Transfert d’un médecin des T.A.A.F. à La Réunion

Évacuation sanitaire à Amsterdam

20 août 2004

Le 3 août dernier, le médecin de l’île Amsterdam dans les Terres australes et antarctiques françaises (TAAF) se casse la jambe. Comme il est impossible de le soigner sur place, son évacuation est décidée. Elle est réalisée par l’Osiris, qui est arrivé à La Réunion le 14 août dernier.
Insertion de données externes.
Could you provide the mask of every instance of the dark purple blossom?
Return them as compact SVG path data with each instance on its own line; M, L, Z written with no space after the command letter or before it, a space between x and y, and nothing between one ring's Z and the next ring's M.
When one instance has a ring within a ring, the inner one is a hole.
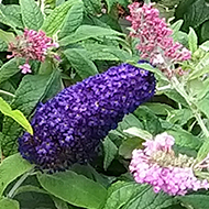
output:
M111 67L42 105L32 120L34 135L24 133L19 151L42 169L89 162L108 132L154 91L152 73L129 64Z

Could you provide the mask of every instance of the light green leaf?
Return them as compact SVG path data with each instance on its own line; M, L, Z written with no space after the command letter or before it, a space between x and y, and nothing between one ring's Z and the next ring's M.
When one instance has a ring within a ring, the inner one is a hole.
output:
M3 198L0 199L0 208L2 209L19 209L19 202L13 199Z
M111 162L118 153L118 147L108 136L106 136L102 143L105 151L103 169L107 170L107 168L109 167L109 165L111 164Z
M98 14L101 12L101 1L100 0L82 0L85 4L85 10L88 14Z
M65 18L64 24L58 33L58 37L63 38L73 33L82 22L84 3L80 0L75 1Z
M56 7L44 20L42 30L45 31L46 35L52 36L56 34L59 29L62 29L65 18L74 3L75 0L64 2L63 4Z
M64 54L82 79L98 74L96 65L88 58L85 50L68 48Z
M143 148L143 142L144 140L141 138L129 138L128 140L124 140L119 146L119 155L127 160L132 158L133 150Z
M20 69L18 66L22 64L24 64L24 61L21 58L12 58L3 64L0 68L0 84L19 73Z
M195 66L194 72L189 74L189 80L198 78L209 72L209 53L207 53Z
M70 170L40 174L37 178L48 193L77 207L98 209L107 197L107 190L100 184Z
M124 130L123 132L129 133L134 136L138 136L138 138L141 138L143 140L152 140L153 139L153 135L151 133L148 133L145 130L139 129L136 127L129 128L129 129Z
M32 167L33 165L23 160L19 153L3 160L0 164L0 196L10 183Z
M191 53L195 53L197 51L198 46L198 37L196 32L194 31L193 28L189 28L189 34L188 34L188 44L189 44L189 50Z
M161 78L162 80L165 80L168 82L167 77L156 67L153 67L152 65L147 64L147 63L143 63L143 64L134 64L135 67L142 68L142 69L146 69L148 72L152 72L155 74L155 76L158 76L158 78Z
M75 33L62 38L59 41L61 46L66 46L68 44L74 44L76 42L80 42L88 38L97 38L102 37L106 35L122 35L124 34L119 33L111 29L106 29L101 26L94 26L94 25L80 25Z
M147 186L135 183L117 182L108 189L108 198L103 209L121 209L130 198L146 190Z
M34 0L20 0L20 6L24 26L38 31L44 18L36 2Z
M144 185L141 185L143 188ZM155 194L152 187L145 187L125 204L123 209L164 209L174 205L173 197L164 193Z
M179 109L179 110L172 110L168 113L166 120L167 120L167 122L170 122L173 124L177 123L177 124L183 127L191 118L194 118L194 113L193 113L191 110L189 110L189 109Z
M7 103L1 97L0 97L0 111L13 120L15 120L19 124L21 124L29 133L33 135L33 129L24 114L20 110L12 110L10 105Z
M15 40L15 36L11 32L6 32L0 29L0 40L4 41L7 44Z
M194 136L191 133L185 130L166 130L166 132L174 136L175 143L179 146L185 146L198 151L202 144L199 138Z

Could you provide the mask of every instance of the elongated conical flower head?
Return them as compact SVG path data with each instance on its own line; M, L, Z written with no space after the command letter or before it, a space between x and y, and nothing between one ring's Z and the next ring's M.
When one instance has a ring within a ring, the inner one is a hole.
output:
M42 169L88 162L108 132L150 99L154 89L153 74L129 64L77 82L36 110L34 135L24 133L19 151Z

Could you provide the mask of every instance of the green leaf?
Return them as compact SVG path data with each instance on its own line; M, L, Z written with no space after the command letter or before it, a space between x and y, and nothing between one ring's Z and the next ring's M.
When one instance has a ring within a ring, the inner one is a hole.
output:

Le 3 août, au retour d’une visite de contrôle du matériel de premier secours d’un site d’observation scientifique, le médecin d’Amsterdam, à quelques kilomètres de la base, se prend le pied dans un trou et glisse. Un premier examen de sa jambe lui fait rapidement suspecter une fracture.
Un de ses compagnons avertit immédiatement la base par radio. Celle-ci envoie une équipe de secours qui organise le brancardage du blessé.
À l’hôpital, le diagnostic effectué par le médecin lui-même, l’équipe de secouristes qu’il avait formé et avec l’aide des services médicaux du Territoire montre une fracture du tibia et du péroné. Il est impossible de soigner une telle blessure sur place. En liaison avec le CROSSRU (Comité d’organisation sanitaire) l’évacuation sanitaire est alors décidée.
L’ensemble des moyens disponibles sur zone est examiné : marine nationale, bateaux de pêche, navire de surveillance de pêche français et australien. Il apparaît immédiatement que le navire de surveillance de pêche Osiris, qui en fin de mission de surveillance de pêche, transitait de Kerguelen à La Réunion est le mieux placé pour une évacuation sanitaire. Il est alors dérouté vers Amsterdam.
Le 7 août, l’Osiris arrive à Amsterdam. Malheureusement les conditions de mer ne permettent pas une évacuation par zodiac, et la météo ne s’améliore pas sur la journée. Le 8 août au matin, profitant d’une légère amélioration dans la matinée, l’évacuation est tentée et réussie, le navire fait alors route vers La Réunion.
Le 14 août, l’Osiris accoste à La Réunion, le blessé est pris en charge par le service médical du Territoire et le SAMU, puis évacué vers la Métropole pour être hospitalisé le lendemain à l’hôpital interarmées de Percy en région parisienne.
Dans le même temps, l’infirmière en poste à Kerguelen a embarqué sur le Croix du Sud, le navire de la SAPMER qui, sa campagne de pêche terminée, revient vers La Réunion. Faisant un crochet par Amsterdam, il tente de débarquer l’infirmière le 14 août ; là aussi, le mauvais temps l’en empêchera et ce n’est que le 15 qu’elle pourra descendre à terre. Elle assurera la médicalisation de la base jusqu’au remplacement du médecin par le Marion Dufresne, qui appareillera en fin de semaine.


Le système sanitaire dans les T.A.A.F.

Sur chacun des quatre districts est installé un petit hôpital bien équipé (appareils de radiographie, pharmacie, télé-tranmission....). Un médecin est affecté sur Crozet, Amsterdam et Terre Adélie. Kerguelen, du fait du nombre d’hivernants, dispose soit d’un deuxième médecin soit d’un personnel infirmier.
Chaque année, les médecins soignent nombre de pathologies peu graves des hivernants, ils interviennent aussi quelquefois au profit des marins des bateaux en pêche dans la Zone économique exclusive, souvent pour de petites blessures. Bien entendu dans les cas plus graves, passé les premiers gestes de secours et de diagnostic, l’évacuation s’impose. Celle-ci ne peut être menée que par la mer avec des délais qui ne peuvent être guère inférieurs à six jours.